Iron is an important micronutrient that plays a critical role in producing chlorophyll, the green pigment necessary for photosynthesis. Without enough iron, the plant cannot produce enough chlorophyll, resulting in yellowing or even whitening of the leaves.

The first sign of lack of iron in the agapanthus plant is when the new growth turns yellow as the veins remain green. When this happens, the problem is either the soil lacks iron or the plant can’t absorb iron from the soil. 

First, test the soil to ensure it has sufficient nutrients. You can purchase a soil test kit to test the soil at home. The kit has instructions on using and what to expect from the soil when the results are shown. 

If the soil shows a pH higher than 7, lower it to 6.5. A higher soil pH affects the agapanthus plant roots, limiting them from absorbing iron in the soil. Once you reduce the pH, the roots will start absorbing the nutrients.
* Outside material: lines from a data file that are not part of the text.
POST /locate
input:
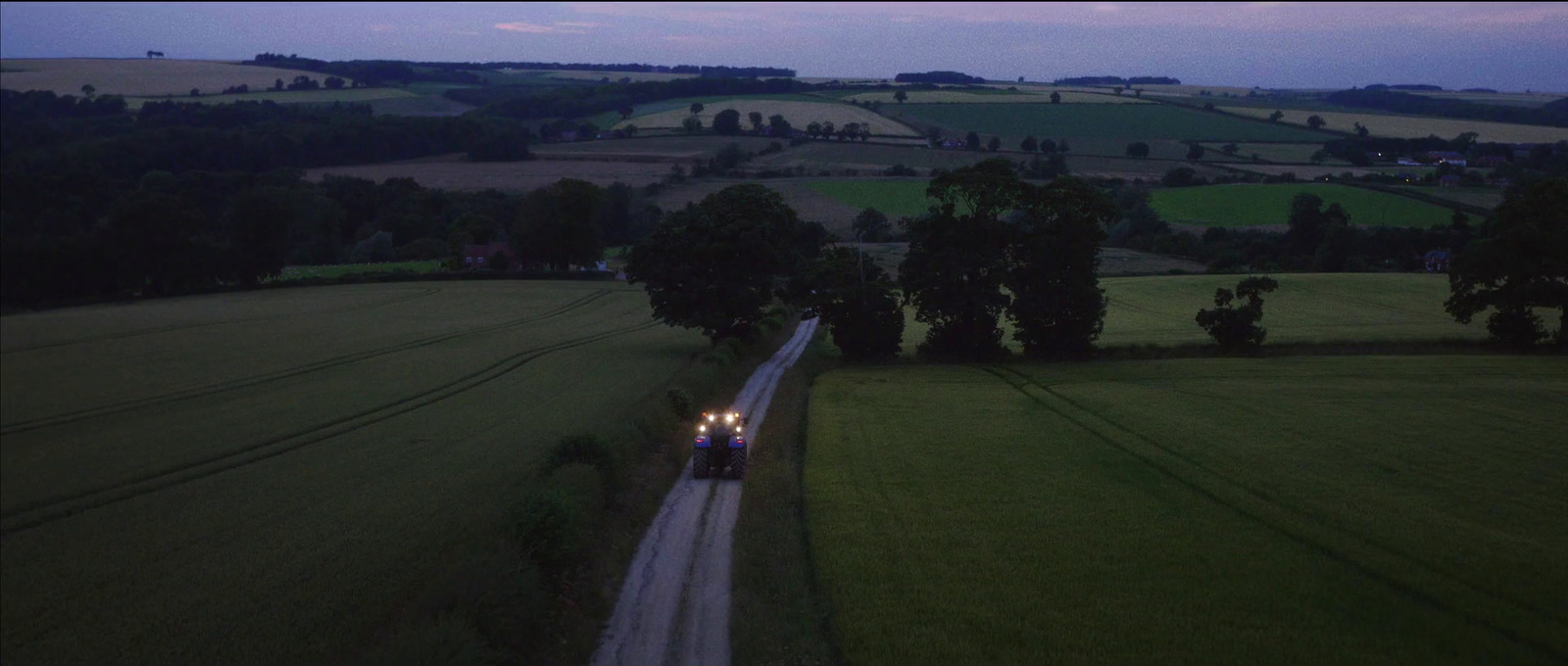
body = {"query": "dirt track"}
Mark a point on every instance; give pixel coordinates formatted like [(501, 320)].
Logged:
[(674, 602)]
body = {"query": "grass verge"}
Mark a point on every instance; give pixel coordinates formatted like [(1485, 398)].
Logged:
[(776, 613)]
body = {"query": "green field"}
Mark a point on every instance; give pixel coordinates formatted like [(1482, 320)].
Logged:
[(274, 475), (1098, 129), (1305, 509), (1309, 308), (1253, 206), (894, 198), (323, 96), (339, 270)]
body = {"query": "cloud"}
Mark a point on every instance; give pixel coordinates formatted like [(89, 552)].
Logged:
[(537, 28)]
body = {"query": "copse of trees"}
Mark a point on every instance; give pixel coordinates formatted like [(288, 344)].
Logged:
[(717, 265), (1118, 82), (1043, 253), (937, 77), (1517, 263)]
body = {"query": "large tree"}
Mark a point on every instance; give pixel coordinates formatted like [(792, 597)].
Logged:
[(1057, 303), (1517, 263), (726, 122), (559, 224), (956, 261), (718, 263), (857, 303)]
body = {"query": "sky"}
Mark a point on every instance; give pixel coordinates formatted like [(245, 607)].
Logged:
[(1270, 44)]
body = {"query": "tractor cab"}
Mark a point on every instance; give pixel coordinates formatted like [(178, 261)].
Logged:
[(720, 446)]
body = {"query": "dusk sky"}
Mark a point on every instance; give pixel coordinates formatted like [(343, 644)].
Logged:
[(1272, 44)]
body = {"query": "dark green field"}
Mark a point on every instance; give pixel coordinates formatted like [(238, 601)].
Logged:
[(1098, 129), (1251, 206), (1305, 509)]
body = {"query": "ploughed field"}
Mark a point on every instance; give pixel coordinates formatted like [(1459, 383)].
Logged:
[(1298, 509), (274, 475)]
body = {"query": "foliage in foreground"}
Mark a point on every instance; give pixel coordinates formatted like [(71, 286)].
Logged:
[(1518, 263), (1045, 255)]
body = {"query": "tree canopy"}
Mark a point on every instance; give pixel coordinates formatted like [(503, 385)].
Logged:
[(718, 263), (1515, 265)]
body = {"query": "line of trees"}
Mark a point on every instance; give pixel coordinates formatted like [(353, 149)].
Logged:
[(1117, 82)]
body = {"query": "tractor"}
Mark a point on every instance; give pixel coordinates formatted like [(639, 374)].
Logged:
[(720, 446)]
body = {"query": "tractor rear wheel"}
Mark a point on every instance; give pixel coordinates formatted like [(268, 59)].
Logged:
[(737, 462), (700, 464)]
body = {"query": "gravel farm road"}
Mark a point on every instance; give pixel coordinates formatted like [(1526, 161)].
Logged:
[(674, 603)]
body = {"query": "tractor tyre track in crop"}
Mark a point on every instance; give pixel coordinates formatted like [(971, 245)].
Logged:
[(51, 509), (83, 341), (286, 373), (674, 600), (1384, 564)]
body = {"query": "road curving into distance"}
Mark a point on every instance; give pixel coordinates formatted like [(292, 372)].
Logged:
[(674, 603)]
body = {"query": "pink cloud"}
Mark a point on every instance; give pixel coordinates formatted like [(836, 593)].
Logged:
[(537, 28)]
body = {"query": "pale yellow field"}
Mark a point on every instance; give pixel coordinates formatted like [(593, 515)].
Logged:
[(797, 114), (971, 98), (1416, 127), (635, 77), (138, 77)]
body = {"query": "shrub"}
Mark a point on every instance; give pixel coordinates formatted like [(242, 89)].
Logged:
[(582, 449), (1236, 326), (556, 522), (681, 404)]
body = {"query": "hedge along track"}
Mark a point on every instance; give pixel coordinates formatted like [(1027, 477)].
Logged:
[(47, 511), (256, 380), (1518, 621), (83, 341)]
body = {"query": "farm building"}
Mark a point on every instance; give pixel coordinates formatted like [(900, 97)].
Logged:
[(478, 256)]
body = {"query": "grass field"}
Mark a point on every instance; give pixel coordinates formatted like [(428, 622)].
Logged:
[(138, 77), (1413, 125), (1290, 153), (1005, 98), (1305, 509), (271, 475), (1249, 206), (799, 112), (894, 198), (323, 96), (1097, 129), (1311, 308)]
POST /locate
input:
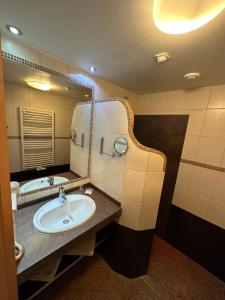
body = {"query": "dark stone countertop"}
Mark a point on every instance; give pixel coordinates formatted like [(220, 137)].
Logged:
[(40, 248)]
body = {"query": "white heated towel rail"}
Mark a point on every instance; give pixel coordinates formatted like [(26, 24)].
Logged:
[(37, 137)]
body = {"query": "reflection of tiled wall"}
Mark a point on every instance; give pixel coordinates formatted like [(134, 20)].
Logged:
[(134, 179), (198, 190), (81, 123), (103, 88), (16, 96)]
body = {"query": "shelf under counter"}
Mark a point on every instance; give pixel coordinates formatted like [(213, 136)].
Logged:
[(40, 248)]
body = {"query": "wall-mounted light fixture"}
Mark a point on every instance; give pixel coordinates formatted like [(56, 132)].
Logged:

Use sulfur to lower the pH of the soil. 

If the soil lacks iron, you can add fertilizer to the soil that contains iron. You can do this by adding an iron supplement to the soil or by applying a foliar spray containing iron.

Agapanthus Leaves Turning Yellow


In conclusion, yellowing of leaves in agapanthus plants can be caused by various factors. Identifying the specific cause of yellowing is important to take the appropriate action to remedy the problem.

Practicing good plant care, such as ensuring proper watering and providing the right amount of sunlight, can prevent agapanthus plant leaves from turning yellow. Also, monitor your plant’s health and take prompt action when a problem arises.